El lunes, Emiliano la dejó en la puerta como siempre. Ella respiró hondo.
—Y si me odian más? —susurró.
Emiliano se agachó hasta quedar a su altura.
—Entonces yo estaré aquí —dijo—. Y no solo yo. Ahora hay adultos que sí van a mirar. Y también… habrá niños que aprenderán a hacerlo mejor.
Lía ascendiendo, con el valor frágil de quien camina sobre hielo delgado.
En el comedor, esa misma semana, ocurrió algo pequeño y enorme. Lía entró con su charola y se movió hacia su esquina habitual… pero una niña de lentes, Renata, levantó la mano.
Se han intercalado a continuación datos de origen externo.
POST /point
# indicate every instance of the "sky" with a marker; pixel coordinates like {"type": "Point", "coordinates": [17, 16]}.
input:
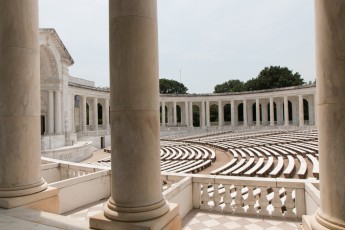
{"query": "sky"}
{"type": "Point", "coordinates": [202, 43]}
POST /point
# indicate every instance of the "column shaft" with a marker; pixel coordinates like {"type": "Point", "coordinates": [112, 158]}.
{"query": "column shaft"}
{"type": "Point", "coordinates": [95, 114]}
{"type": "Point", "coordinates": [233, 120]}
{"type": "Point", "coordinates": [286, 111]}
{"type": "Point", "coordinates": [191, 114]}
{"type": "Point", "coordinates": [50, 112]}
{"type": "Point", "coordinates": [301, 110]}
{"type": "Point", "coordinates": [220, 114]}
{"type": "Point", "coordinates": [271, 111]}
{"type": "Point", "coordinates": [107, 120]}
{"type": "Point", "coordinates": [84, 114]}
{"type": "Point", "coordinates": [57, 112]}
{"type": "Point", "coordinates": [257, 102]}
{"type": "Point", "coordinates": [208, 114]}
{"type": "Point", "coordinates": [20, 110]}
{"type": "Point", "coordinates": [330, 56]}
{"type": "Point", "coordinates": [134, 112]}
{"type": "Point", "coordinates": [202, 114]}
{"type": "Point", "coordinates": [175, 113]}
{"type": "Point", "coordinates": [186, 113]}
{"type": "Point", "coordinates": [245, 116]}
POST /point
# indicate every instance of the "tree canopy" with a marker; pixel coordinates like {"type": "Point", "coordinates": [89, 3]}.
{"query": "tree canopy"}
{"type": "Point", "coordinates": [269, 78]}
{"type": "Point", "coordinates": [167, 86]}
{"type": "Point", "coordinates": [230, 86]}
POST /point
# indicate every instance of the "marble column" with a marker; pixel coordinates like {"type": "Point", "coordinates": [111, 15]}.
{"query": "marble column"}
{"type": "Point", "coordinates": [20, 110]}
{"type": "Point", "coordinates": [233, 120]}
{"type": "Point", "coordinates": [286, 111]}
{"type": "Point", "coordinates": [186, 112]}
{"type": "Point", "coordinates": [84, 114]}
{"type": "Point", "coordinates": [202, 114]}
{"type": "Point", "coordinates": [191, 114]}
{"type": "Point", "coordinates": [174, 113]}
{"type": "Point", "coordinates": [257, 112]}
{"type": "Point", "coordinates": [245, 116]}
{"type": "Point", "coordinates": [57, 112]}
{"type": "Point", "coordinates": [208, 114]}
{"type": "Point", "coordinates": [95, 114]}
{"type": "Point", "coordinates": [271, 111]}
{"type": "Point", "coordinates": [163, 113]}
{"type": "Point", "coordinates": [330, 56]}
{"type": "Point", "coordinates": [300, 110]}
{"type": "Point", "coordinates": [220, 114]}
{"type": "Point", "coordinates": [51, 112]}
{"type": "Point", "coordinates": [107, 120]}
{"type": "Point", "coordinates": [136, 186]}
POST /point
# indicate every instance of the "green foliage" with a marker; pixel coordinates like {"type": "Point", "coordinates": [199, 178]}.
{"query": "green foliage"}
{"type": "Point", "coordinates": [230, 86]}
{"type": "Point", "coordinates": [167, 86]}
{"type": "Point", "coordinates": [269, 78]}
{"type": "Point", "coordinates": [274, 77]}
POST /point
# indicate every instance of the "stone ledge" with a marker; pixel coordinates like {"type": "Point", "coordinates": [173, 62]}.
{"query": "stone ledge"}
{"type": "Point", "coordinates": [36, 201]}
{"type": "Point", "coordinates": [170, 220]}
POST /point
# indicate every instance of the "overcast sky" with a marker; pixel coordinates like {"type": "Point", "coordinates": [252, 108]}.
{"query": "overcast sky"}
{"type": "Point", "coordinates": [210, 41]}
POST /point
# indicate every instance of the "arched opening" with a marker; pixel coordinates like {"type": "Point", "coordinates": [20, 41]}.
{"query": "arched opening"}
{"type": "Point", "coordinates": [240, 113]}
{"type": "Point", "coordinates": [87, 114]}
{"type": "Point", "coordinates": [227, 113]}
{"type": "Point", "coordinates": [196, 116]}
{"type": "Point", "coordinates": [214, 113]}
{"type": "Point", "coordinates": [100, 113]}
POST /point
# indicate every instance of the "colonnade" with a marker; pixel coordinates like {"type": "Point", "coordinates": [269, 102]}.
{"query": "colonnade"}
{"type": "Point", "coordinates": [269, 111]}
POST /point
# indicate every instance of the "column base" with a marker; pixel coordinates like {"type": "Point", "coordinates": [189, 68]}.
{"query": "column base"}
{"type": "Point", "coordinates": [170, 220]}
{"type": "Point", "coordinates": [47, 200]}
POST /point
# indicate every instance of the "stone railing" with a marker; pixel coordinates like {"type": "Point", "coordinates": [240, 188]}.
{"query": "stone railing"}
{"type": "Point", "coordinates": [283, 198]}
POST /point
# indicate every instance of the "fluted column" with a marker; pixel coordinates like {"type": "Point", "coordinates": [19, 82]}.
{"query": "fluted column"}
{"type": "Point", "coordinates": [84, 114]}
{"type": "Point", "coordinates": [186, 112]}
{"type": "Point", "coordinates": [50, 112]}
{"type": "Point", "coordinates": [57, 112]}
{"type": "Point", "coordinates": [202, 114]}
{"type": "Point", "coordinates": [95, 114]}
{"type": "Point", "coordinates": [286, 111]}
{"type": "Point", "coordinates": [271, 111]}
{"type": "Point", "coordinates": [220, 114]}
{"type": "Point", "coordinates": [330, 56]}
{"type": "Point", "coordinates": [233, 119]}
{"type": "Point", "coordinates": [134, 97]}
{"type": "Point", "coordinates": [191, 114]}
{"type": "Point", "coordinates": [163, 113]}
{"type": "Point", "coordinates": [257, 102]}
{"type": "Point", "coordinates": [174, 113]}
{"type": "Point", "coordinates": [20, 110]}
{"type": "Point", "coordinates": [245, 116]}
{"type": "Point", "coordinates": [107, 120]}
{"type": "Point", "coordinates": [300, 110]}
{"type": "Point", "coordinates": [208, 114]}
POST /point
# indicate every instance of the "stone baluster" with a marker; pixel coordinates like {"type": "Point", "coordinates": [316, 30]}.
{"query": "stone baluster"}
{"type": "Point", "coordinates": [205, 197]}
{"type": "Point", "coordinates": [263, 202]}
{"type": "Point", "coordinates": [216, 198]}
{"type": "Point", "coordinates": [289, 204]}
{"type": "Point", "coordinates": [277, 203]}
{"type": "Point", "coordinates": [227, 199]}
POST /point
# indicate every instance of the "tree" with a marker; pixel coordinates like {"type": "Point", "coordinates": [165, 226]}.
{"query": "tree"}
{"type": "Point", "coordinates": [167, 86]}
{"type": "Point", "coordinates": [229, 86]}
{"type": "Point", "coordinates": [274, 77]}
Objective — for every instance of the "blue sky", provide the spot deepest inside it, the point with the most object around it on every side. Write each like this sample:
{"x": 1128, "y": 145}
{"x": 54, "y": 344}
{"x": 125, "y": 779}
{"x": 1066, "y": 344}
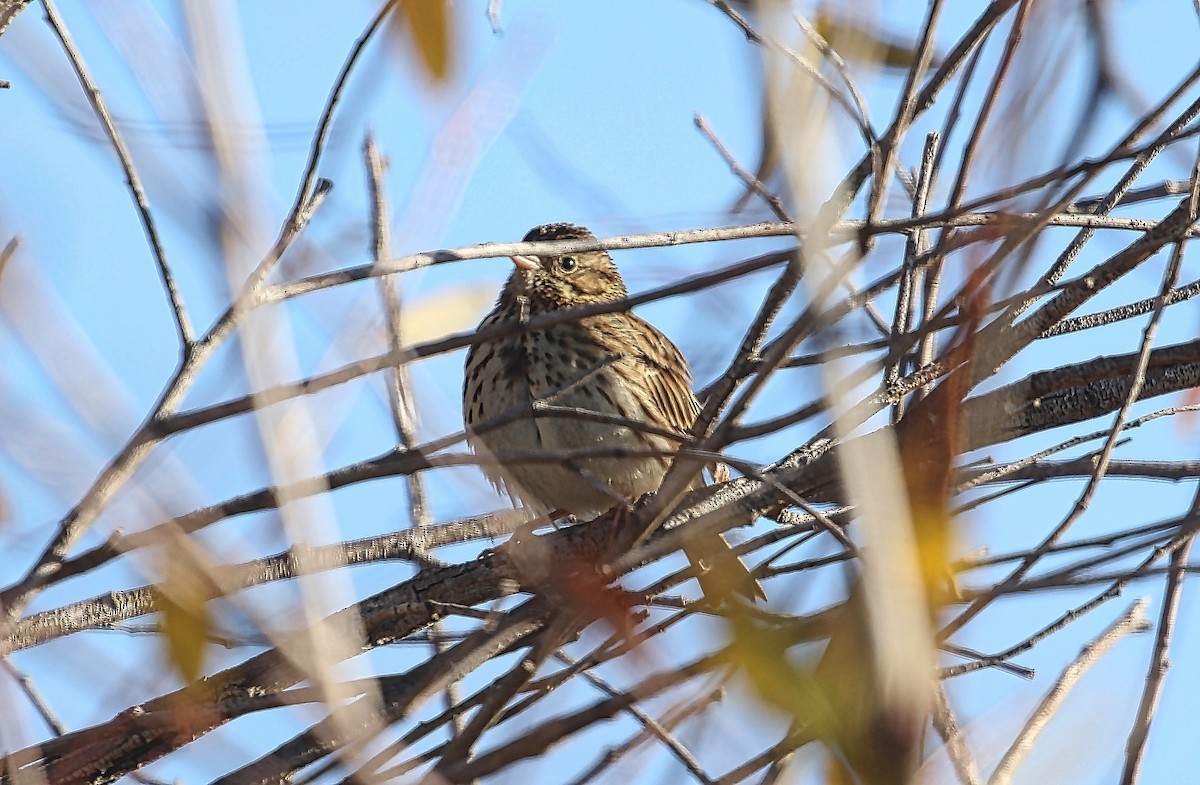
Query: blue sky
{"x": 577, "y": 112}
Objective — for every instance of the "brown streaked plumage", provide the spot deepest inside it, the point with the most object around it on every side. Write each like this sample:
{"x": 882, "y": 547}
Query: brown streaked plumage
{"x": 615, "y": 364}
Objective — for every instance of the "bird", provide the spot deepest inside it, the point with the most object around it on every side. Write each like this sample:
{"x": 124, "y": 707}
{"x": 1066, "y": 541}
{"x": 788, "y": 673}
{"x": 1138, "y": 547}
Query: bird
{"x": 616, "y": 365}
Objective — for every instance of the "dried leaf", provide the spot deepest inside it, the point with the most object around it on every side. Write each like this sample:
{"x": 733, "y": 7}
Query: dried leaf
{"x": 185, "y": 622}
{"x": 426, "y": 25}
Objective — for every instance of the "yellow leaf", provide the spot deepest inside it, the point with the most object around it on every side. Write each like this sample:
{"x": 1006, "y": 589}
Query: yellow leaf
{"x": 185, "y": 622}
{"x": 426, "y": 23}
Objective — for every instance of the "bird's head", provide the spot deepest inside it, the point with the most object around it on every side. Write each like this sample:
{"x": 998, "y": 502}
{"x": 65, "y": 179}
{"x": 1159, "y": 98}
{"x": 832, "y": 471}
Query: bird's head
{"x": 556, "y": 282}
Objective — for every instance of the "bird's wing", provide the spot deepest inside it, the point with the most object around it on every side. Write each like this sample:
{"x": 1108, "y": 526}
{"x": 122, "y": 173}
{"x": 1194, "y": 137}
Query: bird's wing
{"x": 667, "y": 378}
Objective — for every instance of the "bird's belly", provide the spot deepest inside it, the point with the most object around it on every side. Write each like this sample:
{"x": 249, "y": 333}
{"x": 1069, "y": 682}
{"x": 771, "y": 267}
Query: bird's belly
{"x": 579, "y": 484}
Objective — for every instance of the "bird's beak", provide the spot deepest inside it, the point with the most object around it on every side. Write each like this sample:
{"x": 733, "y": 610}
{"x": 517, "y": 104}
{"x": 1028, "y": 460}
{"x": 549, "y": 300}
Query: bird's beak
{"x": 526, "y": 262}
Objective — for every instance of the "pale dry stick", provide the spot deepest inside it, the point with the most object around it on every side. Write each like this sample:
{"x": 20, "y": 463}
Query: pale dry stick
{"x": 400, "y": 699}
{"x": 957, "y": 749}
{"x": 1119, "y": 583}
{"x": 844, "y": 195}
{"x": 540, "y": 738}
{"x": 912, "y": 276}
{"x": 1159, "y": 661}
{"x": 309, "y": 198}
{"x": 661, "y": 730}
{"x": 183, "y": 325}
{"x": 400, "y": 394}
{"x": 906, "y": 111}
{"x": 1138, "y": 378}
{"x": 863, "y": 117}
{"x": 748, "y": 179}
{"x": 975, "y": 139}
{"x": 1122, "y": 150}
{"x": 549, "y": 247}
{"x": 651, "y": 726}
{"x": 10, "y": 249}
{"x": 1134, "y": 621}
{"x": 843, "y": 232}
{"x": 755, "y": 185}
{"x": 34, "y": 696}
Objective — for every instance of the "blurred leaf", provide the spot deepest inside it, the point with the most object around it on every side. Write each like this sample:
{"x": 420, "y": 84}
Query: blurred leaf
{"x": 426, "y": 25}
{"x": 185, "y": 621}
{"x": 444, "y": 312}
{"x": 856, "y": 41}
{"x": 763, "y": 655}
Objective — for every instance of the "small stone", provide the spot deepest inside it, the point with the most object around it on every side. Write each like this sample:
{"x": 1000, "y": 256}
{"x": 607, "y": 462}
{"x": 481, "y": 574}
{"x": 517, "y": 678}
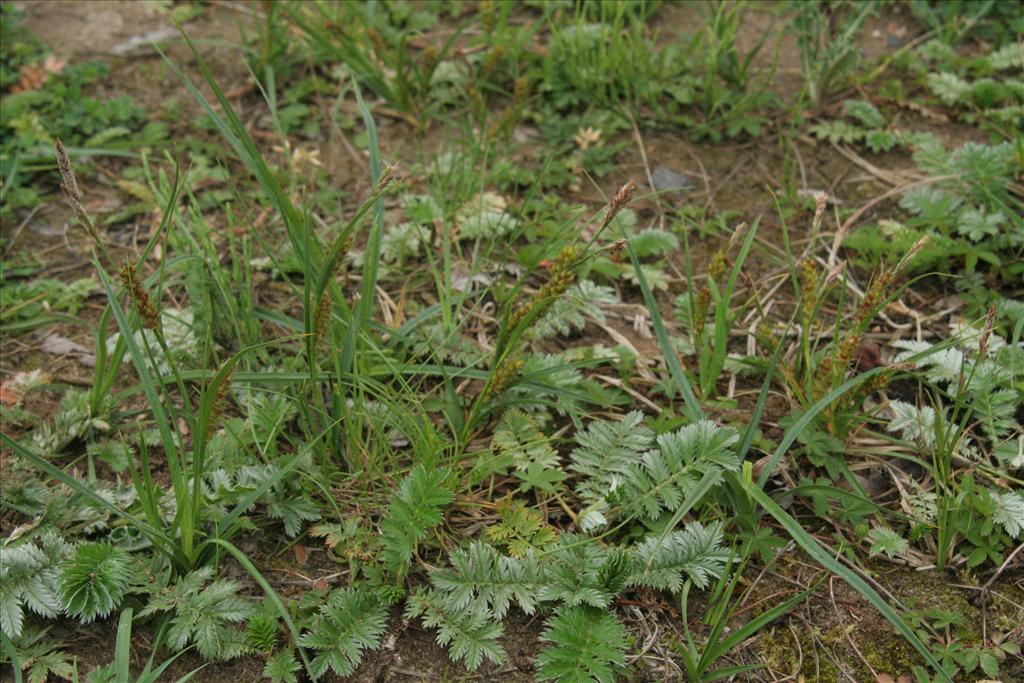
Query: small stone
{"x": 668, "y": 180}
—Lía, acá —dijo, y empujó su mochila para abrirle espacio.
A su lado, un niño llamado Mateo agregó, tímido:
—Mi abuela también hace plátano macho. ¿Es dulce o salado?
Lía parpadeó. Sus labios buscanon una respuesta como quien busca una puerta que nunca ha visto abierta.
—Depende… —dijo al fin, y una sonrisa, pequeña pero real, le apareció—. El mío es dulce.
Renata olió el arroz.
—Se antoja —confesó—. ¿Me enseñas cómo lo haces?
Lía miró su comida. Luego a ellos. Y por primera vez en mucho tiempo no la acomodó para esconderla: la acomodó para compartir.
Desde lejos, Emiliano observó sin que ella lo viera. Sintió que el pecho se le llenaba de algo cálido, distinto a la victoria. Era alivio. Era reparación.